It is so easy for critics of the Genesis Flood, such as evolutionary/uniformitarian geologists and old-earth Christians, to come up with supposed contradictions upon a superficial analysis and lack of information. One of those instances was the deposition of mud, believed to settle very slowly. With over two thirds of sedimentary rocks being mudstones or shales, the deposition of mud was considered to take too much time for the one-year Flood. However, this superficial deduction was recently turned on its head with the discovery that mud can be deposited rapidly even in a current.1–5

Rapid mud deposition

More details on the rapid deposition of mud are coming out with more flume experiments and the analysis of mud in the oceans. Researchers have recognized that they do not understand the full range of variables in mud dispersal and accumulation. In fact, mud deposition is considered so complex that it may take as many as 32 variables to understand mud sediments.6

Although an individual mud particle settles very slowly, it has been discovered that mud particles commonly coagulate or flocculate due to electrostatic forces. The larger the floccules (or flocs—the individual aggregates of the mud), the faster they settle.7 With a little turbulence (but not too much as that would break up the floccule) individual particles come together and floccules become larger.8 Floccule size increases with higher organic content, higher salt content, and lower pH.9 Flocs have even been observed that can settle around 100 to 200 m/day.

Rapid transport of mud on the continental shelf

Physical oceanographers have concluded that currents cannot transport mud across the continental shelf into deeper water because coastal currents are predominantly parallel to bathymetry. Moreover, the seaward gradient of the bathymetry is too low for transport by gravity-driven (mass flow) processes. Nevertheless, mud has been observed being transported across the shelf.10 Several proposed solutions appear to have shortcomings.
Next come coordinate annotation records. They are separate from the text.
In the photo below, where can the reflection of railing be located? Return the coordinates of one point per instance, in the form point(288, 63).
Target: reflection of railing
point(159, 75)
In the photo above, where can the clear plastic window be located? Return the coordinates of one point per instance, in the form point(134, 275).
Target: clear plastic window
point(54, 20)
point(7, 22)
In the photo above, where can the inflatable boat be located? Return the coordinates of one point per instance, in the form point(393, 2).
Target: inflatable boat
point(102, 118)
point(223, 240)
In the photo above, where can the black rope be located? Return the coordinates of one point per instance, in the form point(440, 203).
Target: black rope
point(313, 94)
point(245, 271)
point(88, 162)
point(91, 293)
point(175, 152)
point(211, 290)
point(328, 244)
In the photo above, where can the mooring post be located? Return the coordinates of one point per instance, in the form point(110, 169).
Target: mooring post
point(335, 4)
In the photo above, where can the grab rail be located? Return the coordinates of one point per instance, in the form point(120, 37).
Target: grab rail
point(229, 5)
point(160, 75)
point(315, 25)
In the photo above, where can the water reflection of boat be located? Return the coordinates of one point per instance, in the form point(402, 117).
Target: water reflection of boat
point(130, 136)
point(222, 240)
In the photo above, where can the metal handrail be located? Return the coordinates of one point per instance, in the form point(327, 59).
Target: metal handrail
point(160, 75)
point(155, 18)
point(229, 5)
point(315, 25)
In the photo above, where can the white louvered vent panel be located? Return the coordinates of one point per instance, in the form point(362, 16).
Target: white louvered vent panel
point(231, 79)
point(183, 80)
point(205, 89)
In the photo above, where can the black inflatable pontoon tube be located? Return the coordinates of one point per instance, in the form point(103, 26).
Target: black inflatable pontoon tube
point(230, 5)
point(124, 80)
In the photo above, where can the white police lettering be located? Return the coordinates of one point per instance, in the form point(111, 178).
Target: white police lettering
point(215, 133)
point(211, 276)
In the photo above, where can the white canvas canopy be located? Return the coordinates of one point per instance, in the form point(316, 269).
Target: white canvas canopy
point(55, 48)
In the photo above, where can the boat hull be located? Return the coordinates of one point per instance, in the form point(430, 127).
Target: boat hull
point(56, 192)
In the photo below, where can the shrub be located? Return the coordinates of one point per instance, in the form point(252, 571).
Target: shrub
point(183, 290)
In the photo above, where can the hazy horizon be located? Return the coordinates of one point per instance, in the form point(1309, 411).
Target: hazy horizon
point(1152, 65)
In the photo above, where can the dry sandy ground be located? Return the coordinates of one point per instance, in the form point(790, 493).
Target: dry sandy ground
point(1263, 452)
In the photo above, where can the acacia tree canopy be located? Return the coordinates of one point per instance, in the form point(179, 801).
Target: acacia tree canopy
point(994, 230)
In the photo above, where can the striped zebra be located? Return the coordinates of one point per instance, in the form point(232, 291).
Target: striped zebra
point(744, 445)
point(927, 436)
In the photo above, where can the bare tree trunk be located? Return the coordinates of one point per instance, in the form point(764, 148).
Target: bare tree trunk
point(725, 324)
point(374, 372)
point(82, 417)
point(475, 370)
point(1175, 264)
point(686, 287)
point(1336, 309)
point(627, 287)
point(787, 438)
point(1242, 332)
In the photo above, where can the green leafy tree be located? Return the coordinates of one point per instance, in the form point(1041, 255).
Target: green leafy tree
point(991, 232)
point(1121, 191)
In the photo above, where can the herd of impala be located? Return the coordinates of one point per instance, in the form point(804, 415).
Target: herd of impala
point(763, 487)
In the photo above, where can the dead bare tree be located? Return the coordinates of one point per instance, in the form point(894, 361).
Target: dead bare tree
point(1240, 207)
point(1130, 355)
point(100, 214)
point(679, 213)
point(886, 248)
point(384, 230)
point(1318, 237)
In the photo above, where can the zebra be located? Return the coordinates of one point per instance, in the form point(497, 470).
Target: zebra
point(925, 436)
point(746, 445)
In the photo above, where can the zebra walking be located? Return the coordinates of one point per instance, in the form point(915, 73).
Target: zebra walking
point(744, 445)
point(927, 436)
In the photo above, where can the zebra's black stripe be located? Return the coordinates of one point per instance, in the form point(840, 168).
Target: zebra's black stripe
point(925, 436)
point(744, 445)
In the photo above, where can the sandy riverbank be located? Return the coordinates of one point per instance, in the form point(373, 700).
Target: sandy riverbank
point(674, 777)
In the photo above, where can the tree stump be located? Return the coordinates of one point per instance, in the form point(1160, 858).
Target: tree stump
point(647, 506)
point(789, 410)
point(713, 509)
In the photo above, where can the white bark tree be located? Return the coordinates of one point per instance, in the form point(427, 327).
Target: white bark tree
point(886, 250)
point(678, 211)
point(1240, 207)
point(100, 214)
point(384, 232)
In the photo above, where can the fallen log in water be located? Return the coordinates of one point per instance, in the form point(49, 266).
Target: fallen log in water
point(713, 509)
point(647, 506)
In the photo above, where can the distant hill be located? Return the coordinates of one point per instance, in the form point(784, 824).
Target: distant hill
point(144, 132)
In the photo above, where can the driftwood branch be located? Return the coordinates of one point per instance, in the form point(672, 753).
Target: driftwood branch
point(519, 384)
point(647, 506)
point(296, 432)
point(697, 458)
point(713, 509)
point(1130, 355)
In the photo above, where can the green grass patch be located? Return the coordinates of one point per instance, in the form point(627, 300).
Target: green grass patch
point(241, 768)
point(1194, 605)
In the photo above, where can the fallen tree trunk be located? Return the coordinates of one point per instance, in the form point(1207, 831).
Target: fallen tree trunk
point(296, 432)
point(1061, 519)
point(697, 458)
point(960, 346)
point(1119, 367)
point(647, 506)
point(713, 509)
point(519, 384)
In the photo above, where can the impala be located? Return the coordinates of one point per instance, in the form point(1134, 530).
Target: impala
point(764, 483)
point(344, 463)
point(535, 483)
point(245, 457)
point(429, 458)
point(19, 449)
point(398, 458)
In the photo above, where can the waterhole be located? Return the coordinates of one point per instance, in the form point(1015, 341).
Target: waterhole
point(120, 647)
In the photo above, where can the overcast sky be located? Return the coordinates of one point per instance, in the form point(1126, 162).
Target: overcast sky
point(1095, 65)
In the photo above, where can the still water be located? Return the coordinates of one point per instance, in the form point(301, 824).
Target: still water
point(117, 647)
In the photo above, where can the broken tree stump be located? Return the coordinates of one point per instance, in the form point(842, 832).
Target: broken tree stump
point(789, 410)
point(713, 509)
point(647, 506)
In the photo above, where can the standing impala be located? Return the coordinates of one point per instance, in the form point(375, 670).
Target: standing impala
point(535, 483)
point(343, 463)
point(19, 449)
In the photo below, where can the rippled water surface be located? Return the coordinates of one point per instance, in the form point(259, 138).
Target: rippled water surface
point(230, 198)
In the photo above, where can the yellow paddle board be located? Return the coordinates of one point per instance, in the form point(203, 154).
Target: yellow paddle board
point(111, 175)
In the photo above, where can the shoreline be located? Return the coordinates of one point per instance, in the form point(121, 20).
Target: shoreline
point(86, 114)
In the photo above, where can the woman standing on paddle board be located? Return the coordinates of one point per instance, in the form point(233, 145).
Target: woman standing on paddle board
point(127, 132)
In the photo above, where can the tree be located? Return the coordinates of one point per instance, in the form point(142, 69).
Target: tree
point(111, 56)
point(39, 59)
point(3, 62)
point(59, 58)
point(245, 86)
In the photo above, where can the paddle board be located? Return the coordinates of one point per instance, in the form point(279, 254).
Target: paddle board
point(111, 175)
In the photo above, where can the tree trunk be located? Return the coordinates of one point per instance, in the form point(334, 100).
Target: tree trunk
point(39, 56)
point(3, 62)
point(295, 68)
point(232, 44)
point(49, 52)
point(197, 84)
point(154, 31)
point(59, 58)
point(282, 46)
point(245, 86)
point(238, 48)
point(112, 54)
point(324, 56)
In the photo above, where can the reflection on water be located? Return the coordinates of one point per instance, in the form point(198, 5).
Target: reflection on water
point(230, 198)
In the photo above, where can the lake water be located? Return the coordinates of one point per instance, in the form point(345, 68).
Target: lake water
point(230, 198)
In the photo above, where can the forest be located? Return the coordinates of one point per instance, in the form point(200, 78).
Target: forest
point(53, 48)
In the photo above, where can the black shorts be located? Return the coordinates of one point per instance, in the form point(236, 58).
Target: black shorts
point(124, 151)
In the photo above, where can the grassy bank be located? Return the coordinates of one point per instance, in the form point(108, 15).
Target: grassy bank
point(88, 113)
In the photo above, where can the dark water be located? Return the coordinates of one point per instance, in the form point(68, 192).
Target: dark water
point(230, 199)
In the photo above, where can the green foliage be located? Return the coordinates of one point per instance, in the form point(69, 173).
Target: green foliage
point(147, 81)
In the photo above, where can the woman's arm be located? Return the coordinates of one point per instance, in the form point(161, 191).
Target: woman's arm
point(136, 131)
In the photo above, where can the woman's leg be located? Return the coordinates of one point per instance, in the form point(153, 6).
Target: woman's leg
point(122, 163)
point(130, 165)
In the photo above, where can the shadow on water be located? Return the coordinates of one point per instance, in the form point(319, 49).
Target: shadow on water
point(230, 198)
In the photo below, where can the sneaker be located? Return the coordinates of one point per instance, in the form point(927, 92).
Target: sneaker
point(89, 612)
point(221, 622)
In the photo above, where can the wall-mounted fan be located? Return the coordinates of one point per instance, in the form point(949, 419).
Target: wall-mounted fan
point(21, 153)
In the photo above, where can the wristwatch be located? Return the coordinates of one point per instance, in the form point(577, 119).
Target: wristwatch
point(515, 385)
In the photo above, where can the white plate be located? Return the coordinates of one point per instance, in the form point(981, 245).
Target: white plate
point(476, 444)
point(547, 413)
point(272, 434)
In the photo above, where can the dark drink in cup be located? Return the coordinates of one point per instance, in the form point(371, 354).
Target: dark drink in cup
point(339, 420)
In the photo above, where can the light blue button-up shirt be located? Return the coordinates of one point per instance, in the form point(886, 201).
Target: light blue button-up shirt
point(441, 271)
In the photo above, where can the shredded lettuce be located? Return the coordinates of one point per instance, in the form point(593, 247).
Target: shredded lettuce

Then how is mud transported?

In attempting to answer this question, scientists have discovered a new transport mechanism:

“A major recent discovery in marine sedimentology is a new class of gravity-driven sediment flows, referred to as wave-enhanced sediment-gravity flows (WESGFs), wherein the energy to maintain sediment in suspension is provided by orbital motion of surface gravity waves, instead of gravity-induced turbulence, as for classical turbidity currents.”11

In other words, the waves on the sea surface, especially during storms, induce waves in shallow water at the mud/water density interface that propagate downslope, even on a very low bathymetric gradient. The wave causes mud suspension that is transported as a mass flow with the wave and deposited farther downslope.

Researchers have recognized that they do not understand the full range of variables in mud dispersal and accumulation.

The resulting deposits of these WESGFs have been cored along the Eel River continental shelf off northern California, USA. Similar results have also been observed off the Po River of northeast Italy.12 The WESGFs result in multiple thin layers. The basal contact of each WESGF is erosional with a relief of 3 mm. The bottom lamina is composed of silt-sized sediment of quartz and clay that is either homogeneous or possesses low-angle cross beds. Above the basal lamina, there are multiple lamina sets composed of intercalated clay-rich and quartz-rich sediments caused by laminar (non-turbulent) flow.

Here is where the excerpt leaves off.